NDIF currently restricts access to US-based users. Remote functionality has not been fully integration-tested. See known considerations.


Setup

Install the nnsight extra:

pip install lmprobe[nnsight]

Set your API key:

export NDIF_API_KEY="your-api-key-here"

Basic usage

from lmprobe import Probe

probe = Probe(
    model="meta-llama/Llama-3.1-70B-Instruct",
    layers="middle",
    backend="nnsight",
    remote=True,
)

probe.fit(positive_prompts, negative_prompts)
predictions = probe.predict(test_prompts)

Per-call remote override

You can set remote at the probe level but override it per call. A common pattern: extract activations remotely during training (large model), then run inference locally on a smaller model or cached activations:

probe = Probe(
    model="meta-llama/Llama-3.1-70B-Instruct",
    backend="nnsight",
    remote=True,
    layers=20,
)

probe.fit(positive_prompts, negative_prompts)  # extracts remotely

# Predict locally (uses cached activations if already computed)
predictions = probe.predict(new_prompts, remote=False)

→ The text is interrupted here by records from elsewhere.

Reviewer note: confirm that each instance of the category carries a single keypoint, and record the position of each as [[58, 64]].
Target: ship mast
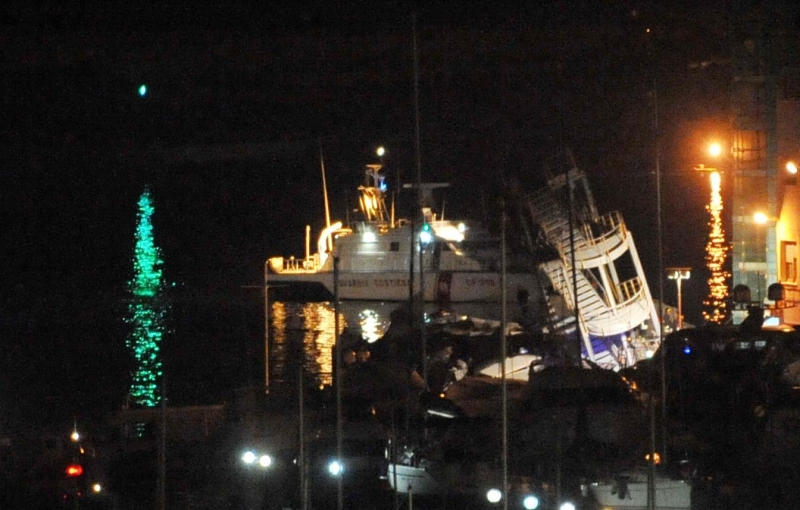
[[325, 198]]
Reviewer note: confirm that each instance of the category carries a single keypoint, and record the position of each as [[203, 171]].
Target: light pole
[[679, 274]]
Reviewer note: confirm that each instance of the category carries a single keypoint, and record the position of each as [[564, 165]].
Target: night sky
[[228, 138]]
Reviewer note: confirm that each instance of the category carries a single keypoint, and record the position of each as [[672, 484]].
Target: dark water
[[305, 332]]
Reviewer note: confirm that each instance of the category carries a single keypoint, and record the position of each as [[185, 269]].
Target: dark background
[[241, 99]]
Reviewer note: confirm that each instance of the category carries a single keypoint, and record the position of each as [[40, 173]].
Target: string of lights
[[147, 311]]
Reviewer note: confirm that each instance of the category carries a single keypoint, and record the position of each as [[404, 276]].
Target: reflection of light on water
[[372, 326], [303, 333]]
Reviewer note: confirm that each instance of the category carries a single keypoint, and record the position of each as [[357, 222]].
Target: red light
[[74, 470]]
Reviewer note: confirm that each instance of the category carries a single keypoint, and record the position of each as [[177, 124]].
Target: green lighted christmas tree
[[147, 311]]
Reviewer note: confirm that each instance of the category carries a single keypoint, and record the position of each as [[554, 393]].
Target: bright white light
[[760, 218], [335, 468], [494, 495], [530, 502]]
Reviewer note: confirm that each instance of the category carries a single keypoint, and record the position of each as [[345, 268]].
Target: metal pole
[[423, 340], [266, 329], [338, 362], [680, 302], [162, 450], [301, 438], [504, 351]]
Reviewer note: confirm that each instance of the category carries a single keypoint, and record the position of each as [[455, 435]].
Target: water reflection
[[304, 333]]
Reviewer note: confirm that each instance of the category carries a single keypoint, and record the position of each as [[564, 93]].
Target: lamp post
[[679, 274]]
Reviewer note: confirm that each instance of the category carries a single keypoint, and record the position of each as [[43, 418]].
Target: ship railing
[[629, 291], [610, 225], [294, 265]]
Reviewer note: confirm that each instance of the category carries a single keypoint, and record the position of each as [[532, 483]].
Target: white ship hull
[[440, 286], [669, 494]]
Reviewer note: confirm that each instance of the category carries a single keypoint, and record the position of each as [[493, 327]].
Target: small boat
[[461, 260], [628, 490]]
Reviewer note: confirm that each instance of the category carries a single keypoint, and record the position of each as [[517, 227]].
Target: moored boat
[[379, 257]]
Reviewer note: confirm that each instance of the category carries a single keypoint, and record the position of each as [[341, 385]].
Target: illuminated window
[[788, 261]]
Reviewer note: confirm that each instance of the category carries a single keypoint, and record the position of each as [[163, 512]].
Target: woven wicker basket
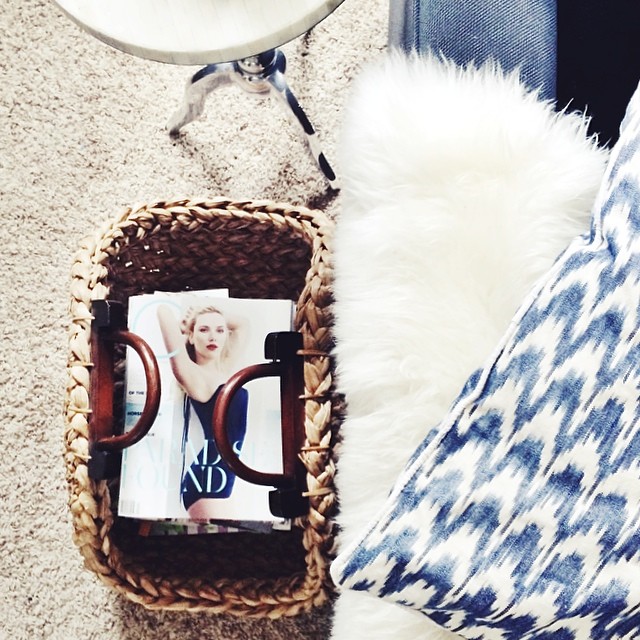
[[259, 250]]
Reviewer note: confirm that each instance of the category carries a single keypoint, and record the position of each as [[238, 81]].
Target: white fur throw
[[459, 190]]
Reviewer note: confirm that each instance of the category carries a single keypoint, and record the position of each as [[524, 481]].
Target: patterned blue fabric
[[521, 518]]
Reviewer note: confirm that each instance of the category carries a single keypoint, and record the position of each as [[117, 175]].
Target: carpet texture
[[83, 137]]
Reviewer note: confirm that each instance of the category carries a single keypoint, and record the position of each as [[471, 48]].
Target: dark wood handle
[[289, 368], [101, 422]]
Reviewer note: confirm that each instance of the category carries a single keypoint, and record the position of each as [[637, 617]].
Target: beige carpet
[[82, 137]]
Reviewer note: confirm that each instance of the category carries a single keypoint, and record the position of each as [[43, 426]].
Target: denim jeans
[[516, 33]]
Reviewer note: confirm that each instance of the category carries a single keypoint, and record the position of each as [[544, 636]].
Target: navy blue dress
[[209, 476]]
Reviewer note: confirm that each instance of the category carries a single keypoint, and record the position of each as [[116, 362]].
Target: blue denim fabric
[[516, 33]]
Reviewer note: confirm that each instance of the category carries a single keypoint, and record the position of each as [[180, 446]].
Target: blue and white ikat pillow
[[521, 519]]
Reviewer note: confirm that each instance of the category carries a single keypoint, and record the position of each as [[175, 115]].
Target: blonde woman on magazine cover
[[203, 346]]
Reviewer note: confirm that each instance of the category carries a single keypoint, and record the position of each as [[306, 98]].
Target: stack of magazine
[[174, 481]]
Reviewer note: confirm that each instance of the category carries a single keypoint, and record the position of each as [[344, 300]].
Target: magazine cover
[[175, 472]]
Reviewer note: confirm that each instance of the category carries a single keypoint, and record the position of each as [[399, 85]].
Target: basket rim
[[89, 501]]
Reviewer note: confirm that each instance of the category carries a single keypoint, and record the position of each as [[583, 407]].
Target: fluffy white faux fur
[[459, 190]]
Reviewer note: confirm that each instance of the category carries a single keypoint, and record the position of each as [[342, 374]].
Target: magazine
[[175, 475]]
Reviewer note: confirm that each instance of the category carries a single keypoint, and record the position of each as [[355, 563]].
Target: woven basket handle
[[108, 329], [287, 364]]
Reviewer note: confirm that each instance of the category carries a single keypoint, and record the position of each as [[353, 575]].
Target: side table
[[237, 40]]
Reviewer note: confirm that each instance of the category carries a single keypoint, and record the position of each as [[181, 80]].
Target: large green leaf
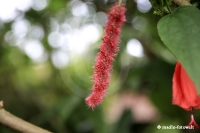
[[180, 32]]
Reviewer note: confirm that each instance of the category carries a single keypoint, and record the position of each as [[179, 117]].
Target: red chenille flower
[[184, 93], [105, 57]]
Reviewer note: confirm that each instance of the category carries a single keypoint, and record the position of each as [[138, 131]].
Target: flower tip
[[94, 99], [193, 124]]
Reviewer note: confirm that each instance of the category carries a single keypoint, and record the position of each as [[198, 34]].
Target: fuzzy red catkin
[[105, 57]]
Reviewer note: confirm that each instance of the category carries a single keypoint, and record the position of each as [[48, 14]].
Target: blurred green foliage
[[51, 95]]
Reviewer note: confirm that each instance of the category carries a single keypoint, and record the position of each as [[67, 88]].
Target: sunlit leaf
[[180, 33]]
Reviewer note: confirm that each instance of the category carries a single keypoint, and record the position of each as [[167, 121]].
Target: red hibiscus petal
[[193, 123], [184, 91]]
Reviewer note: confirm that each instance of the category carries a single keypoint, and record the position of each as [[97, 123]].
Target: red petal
[[193, 123], [184, 91]]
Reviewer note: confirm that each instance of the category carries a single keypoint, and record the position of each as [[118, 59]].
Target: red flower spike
[[192, 121], [105, 57], [184, 92]]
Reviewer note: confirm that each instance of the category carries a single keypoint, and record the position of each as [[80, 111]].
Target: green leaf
[[180, 32]]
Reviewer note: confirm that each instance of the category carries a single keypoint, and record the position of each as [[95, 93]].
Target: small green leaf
[[180, 32]]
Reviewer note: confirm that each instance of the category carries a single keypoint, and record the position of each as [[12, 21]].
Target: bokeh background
[[47, 50]]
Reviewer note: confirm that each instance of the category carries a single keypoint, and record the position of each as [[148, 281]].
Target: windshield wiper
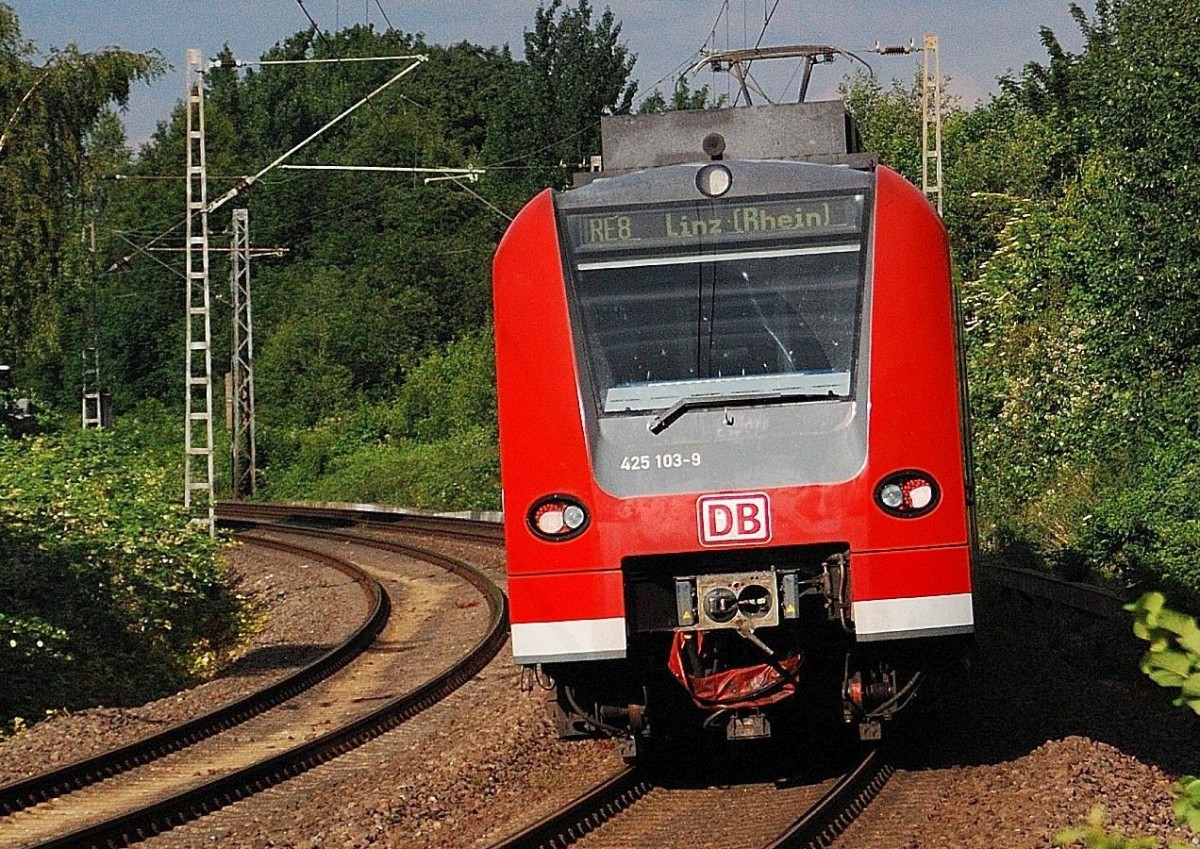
[[701, 402]]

Caching with remote execution

Activations extracted remotely are cached locally using the same cache system as local execution. This means:

  • Re-running fit() or predict() with the same prompts hits the local cache
  • Remote calls happen only for new/uncached prompts
  • You can warm up the cache before a deadline:
probe.warmup(test_prompts, batch_size=4)  # cache everything remotely upfront
predictions = probe.predict(test_prompts)  # now runs fully from cache

Known considerations

  • Remote execution returns nnsight proxy tensors rather than direct tensors. lmprobe handles this via hasattr(act, "value") checks in extraction.py.
  • Network latency affects batch processing. Use smaller batch_size for remote calls.
  • Error handling for missing/invalid API keys raises an informative exception before any network calls are made.

Backend parameter

The backend parameter controls the extraction engine:

Value Description
"local" HuggingFace Transformers (default)
"nnsight" nnsight / NDIF remote execution

remote=True requires backend="nnsight". Setting remote=True with backend="local" will raise an error.